Camila Gabaldón, Collection Development Librarian
Western Oregon University


eBay provides a fresh way to find and purchase items that build a library’s special collections and archives, supplement circulating collections, or replace journal issues that are missing. At Western Oregon University (WOU), we have used eBay to build our archives collections and are looking to expand our use to the general collections. This article uses some of our experiences to describe how eBay can be used to acquire library materials and includes lessons that we have learned, tips for optimizing your searches, and hints for eBay novices.

Building library collections

In library school, no one ever told me that collection development could cause my adrenaline to rush in the same way that a close game of tennis or other competitive sports do. While the prevalence and usefulness of collection development tools on the Internet was mentioned, no one uttered those two magic syllables: eBay. This is probably because eBay used to be considered solely the domain of Beanie Baby collectors and other bargain hunters. The demographic has broadened to include businesses, hobbyists, all kinds of collectors, scholars and librarians, all of whom love the thrill of tracking down that elusive item and getting it for a steal!1  With something available for almost everyone, the “global garage sale” or “world’s online marketplace” has grown to the point that it now supports a whopping customer base of 157 million world-wide.2 With millions of new items listed every day my librarian heart beats faster with curiosity and my not-so-subtle competitive streak is sparked by the idea that someone out there is bound to have books, videos, DVDs, maps, CDs, souvenirs and plenty of other items of interest to me or, more importantly, my institution.3 All I have to do is hunt down those hidden treasures. Of course, there is also a teeny bit of excitement associated with emerging victorious-- I mean, winning the auction.

eBay, an online auction house, was founded in September 1995 by Pierre Omidyar.4 In its decade of existence, it has grown from an “at home” operation to a rapidly expanding mega-corporation in the online market.5 An August 2005 Nielsen/NetRatings report showed eBay as the top-ranked brand by web page views in the UK and, during July 2005, nearly 3.1 billion eBay pages were viewed, an increase of 44% over the same time period in 2004.6 eBay is a sales giant, with an incredible 90% share in most of its markets.7 During June 2005, visitors to the site spent an average of nearly 2 hours on eBay, showing more than a passing curiosity from many.8

Is it possible that this popular online auction, known for helping find household items and filling our personal collections, can also serve us as professionals? In a busy world eBay is convenient and (can be) less time consuming than some traditional collecting and collection development methods. eBay has presented everyone, including librarians and archivists, with a new and exciting way to identify and acquire items and add depth to their collections. Without this forum, many of these items might have disappeared into private collections or been thrown away, without interested parties ever becoming aware of their existence. Books, diplomas, collector's plates, and pieces of buildings: if it exists, chances are, it can be found on eBay.

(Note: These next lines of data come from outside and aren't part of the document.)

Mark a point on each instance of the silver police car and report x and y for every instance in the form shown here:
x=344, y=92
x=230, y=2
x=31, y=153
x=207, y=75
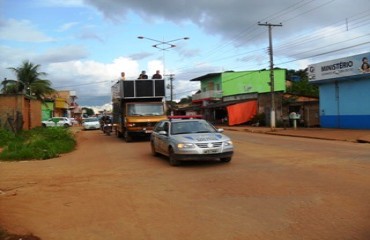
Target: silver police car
x=190, y=139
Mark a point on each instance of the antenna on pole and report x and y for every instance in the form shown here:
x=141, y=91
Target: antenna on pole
x=272, y=82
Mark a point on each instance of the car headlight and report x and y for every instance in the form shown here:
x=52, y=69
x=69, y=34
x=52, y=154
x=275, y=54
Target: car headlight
x=228, y=143
x=185, y=145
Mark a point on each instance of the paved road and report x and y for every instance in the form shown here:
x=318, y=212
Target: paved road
x=276, y=187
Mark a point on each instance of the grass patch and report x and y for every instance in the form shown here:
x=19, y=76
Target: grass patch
x=38, y=143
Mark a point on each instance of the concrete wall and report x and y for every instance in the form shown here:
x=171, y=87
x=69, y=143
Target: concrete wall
x=19, y=112
x=345, y=104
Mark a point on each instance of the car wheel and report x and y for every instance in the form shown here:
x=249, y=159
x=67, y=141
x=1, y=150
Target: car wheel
x=154, y=153
x=228, y=159
x=173, y=160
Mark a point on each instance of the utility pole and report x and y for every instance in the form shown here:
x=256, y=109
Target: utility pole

eBay has opened up a new world for the development of our archives, allowing staff to track down items that we would have otherwise never acquired due to geography, time or just not knowing of their existence. As rumors of memorabilia (and more) on eBay started to reach us, it became apparent that we needed to explore this new resource. With minimal planning, we grabbed the opportunity and, for the last few years, the archives and collection development staff have actively been using eBay to acquire items for the University archives. During that time, we’ve found bargains, overpaid, accidentally bid against each other, won and lost auctions and had a genuinely rewarding experience.

eBay has become a vital tool for us. Because our archives have been an “add-on” over the years, collecting has been sporadic and many items that should have been collected were not. Archives are still only one of the many responsibilities of the collection development unit and, while it might be enjoyable to spend hours perusing antique stores and flea markets to fill collection gaps, there is simply not enough time. The eBay experience has been rewarding enough in the last few years that we are exploring eBay as an option for building our general collections. And, with more than 580,000 items listed in Books, 450,000 listed in DVDs & Movies and nearly 445,000 listed in Music, why not?9 The global coverage provides unprecedented access to international resources, including books, maps, films and other materials which have been historically challenging to acquire.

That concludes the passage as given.